The GHYP density function is:

\[f_X(x) = \frac{(\sqrt{\psi/\chi})^\lambda (\psi+\gamma' \Sigma^{-1}\gamma)^{\frac{d}{2}-\lambda}}{(2\pi)^{\frac{d}{2}} |\Sigma|^{\frac{1}{2}}} \frac{K_{\lambda-\frac{d}{2}}(\sqrt{(\chi+Q(x))(\psi+\gamma' \Sigma^{-1}\gamma)})e^{(x-\mu)' \Sigma^{-1}\gamma}}{(\sqrt{(\chi+Q(x))(\psi+\gamma' \Sigma^{-1} \gamma)})^{\frac{d}{2}-\lambda}}\]

Special Cases

Multivariate hyperbolic: When $\lambda = \frac{d+1}{2}$
Normal Inverse Gaussian (NIG): When $\lambda = \frac{1}{2}$
Variance-Gamma (VG): When $\chi=0$ and $\lambda > 0$
Generalized hyperbolic t-student: When $\psi=0$ and $\lambda<0$

Parameters Estimation

Regarding the estimation of GHYP distribution parameters: in the multivariate case a modified Expectation–Maximization (EM) algorithm is used, known as Multi-cycle Expectation Conditional Maximization (MCECM). For the univariate GHYP distribution, parameter estimation is performed via maximum log-likelihood.

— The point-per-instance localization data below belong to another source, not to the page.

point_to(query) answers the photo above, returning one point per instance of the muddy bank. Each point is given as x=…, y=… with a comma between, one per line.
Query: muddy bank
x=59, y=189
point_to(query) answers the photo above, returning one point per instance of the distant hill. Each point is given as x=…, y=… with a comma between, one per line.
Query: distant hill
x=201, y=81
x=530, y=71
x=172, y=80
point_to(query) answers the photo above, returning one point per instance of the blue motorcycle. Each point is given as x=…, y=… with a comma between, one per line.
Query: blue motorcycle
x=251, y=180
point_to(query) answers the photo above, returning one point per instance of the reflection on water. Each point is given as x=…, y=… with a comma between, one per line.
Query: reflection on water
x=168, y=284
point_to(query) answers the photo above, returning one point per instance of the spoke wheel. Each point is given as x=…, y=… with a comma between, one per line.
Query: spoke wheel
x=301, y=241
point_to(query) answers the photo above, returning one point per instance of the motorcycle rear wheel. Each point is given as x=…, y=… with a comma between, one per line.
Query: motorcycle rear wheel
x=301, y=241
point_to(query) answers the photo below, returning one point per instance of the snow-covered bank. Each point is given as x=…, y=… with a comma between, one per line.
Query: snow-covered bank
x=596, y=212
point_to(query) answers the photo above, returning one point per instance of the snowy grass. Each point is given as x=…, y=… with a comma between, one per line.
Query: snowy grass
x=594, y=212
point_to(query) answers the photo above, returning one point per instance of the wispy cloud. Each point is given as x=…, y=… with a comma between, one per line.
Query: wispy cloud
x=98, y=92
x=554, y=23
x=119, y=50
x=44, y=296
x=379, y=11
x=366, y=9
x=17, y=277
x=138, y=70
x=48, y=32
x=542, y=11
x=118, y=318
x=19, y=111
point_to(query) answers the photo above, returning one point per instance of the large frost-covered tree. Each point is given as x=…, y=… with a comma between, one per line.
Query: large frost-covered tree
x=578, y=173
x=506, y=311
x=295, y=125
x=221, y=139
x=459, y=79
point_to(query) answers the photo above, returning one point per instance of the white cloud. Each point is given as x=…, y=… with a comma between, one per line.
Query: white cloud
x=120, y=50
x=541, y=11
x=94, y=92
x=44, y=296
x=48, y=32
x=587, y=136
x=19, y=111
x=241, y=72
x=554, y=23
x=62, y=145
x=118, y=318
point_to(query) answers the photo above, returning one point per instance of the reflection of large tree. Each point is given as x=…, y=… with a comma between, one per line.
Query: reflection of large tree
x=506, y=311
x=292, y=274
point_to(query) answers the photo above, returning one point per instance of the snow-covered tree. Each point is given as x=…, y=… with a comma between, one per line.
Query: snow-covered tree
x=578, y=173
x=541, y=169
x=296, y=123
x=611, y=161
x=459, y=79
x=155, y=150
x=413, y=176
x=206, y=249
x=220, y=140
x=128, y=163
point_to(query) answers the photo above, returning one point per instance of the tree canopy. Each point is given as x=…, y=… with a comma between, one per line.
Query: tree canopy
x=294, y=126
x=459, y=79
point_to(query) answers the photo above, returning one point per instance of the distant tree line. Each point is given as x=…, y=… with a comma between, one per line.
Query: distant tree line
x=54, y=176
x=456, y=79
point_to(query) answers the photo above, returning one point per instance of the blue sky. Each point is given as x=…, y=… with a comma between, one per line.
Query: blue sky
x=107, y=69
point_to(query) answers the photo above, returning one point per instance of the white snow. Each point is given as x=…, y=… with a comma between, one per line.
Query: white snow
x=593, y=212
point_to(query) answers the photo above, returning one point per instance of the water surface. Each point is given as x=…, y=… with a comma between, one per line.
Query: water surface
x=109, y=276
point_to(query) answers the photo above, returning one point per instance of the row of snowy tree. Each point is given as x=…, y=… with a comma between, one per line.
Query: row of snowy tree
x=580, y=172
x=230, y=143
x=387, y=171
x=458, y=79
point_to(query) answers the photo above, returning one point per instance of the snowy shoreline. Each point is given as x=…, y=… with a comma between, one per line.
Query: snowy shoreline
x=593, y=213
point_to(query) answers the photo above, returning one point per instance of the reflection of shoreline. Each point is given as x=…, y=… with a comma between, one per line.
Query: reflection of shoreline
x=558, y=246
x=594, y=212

A relevant feature of these algorithms is that they are commonly employed to estimate parameters of probability distributions when the observed data are incomplete, see (Dempster et al., 1977); notably, they rely on an iterative procedure.

Reinforcement Learning

Reinforcement learning (RL) is a method for learning to act by mapping environmental situations ($S_t$) to response actions ($a_t$), maximizing a numerical reward value. Unlike supervised learning, RL doesn’t receive examples classified as correct or incorrect; instead, its learning mechanism operates through positive and negative rewards—learning through trial and error.

RL Method Classification

According to Wu and Konda, RL methods are classified into three categories:

Critic-only: Methods that rely on value function approximation, oriented toward learning an approximate solution to the Bellman equation
Actor-only: Methods that rely on a family of previously parameterized policies, using the performance gradient to update the improvement direction
Actor-Critic: Methods that take advantage of both, where the critic part uses value function approximation, which is subsequently updated by the actor’s policy parameters

Key Components

Policy ($\pi_t$): The mechanism by which the agent learns from its environment—the mapping of possible states to possible actions
Reward signal ($r_t$): The objective in the RL process, represented by a number indicating whether a decision was positive or negative
Value function ($\nu_{\pi}$ or $Q_{\pi}$): The long-term reward level
Environment model: Determines the dynamics of the environment, used for planning

Value Function

The value function can be expressed as the expected value of future rewards $r_t$ discounted by $\gamma$:

\[\nu_*(a) = \mathbb{E}[R_t|A_t=a]\]

However, since $\nu_*(a)$ is only known with certainty when action $a$ is taken at some future time $t$, the value function must be estimated through function $Q_t(s,a)$:

\[Q_*(s,a) = \max_\pi \mathbb{E}[r_1 + \gamma r_{t+1} + \gamma^2 r_{t+2}+ ... | s_t = s, A_t = a, \pi]\]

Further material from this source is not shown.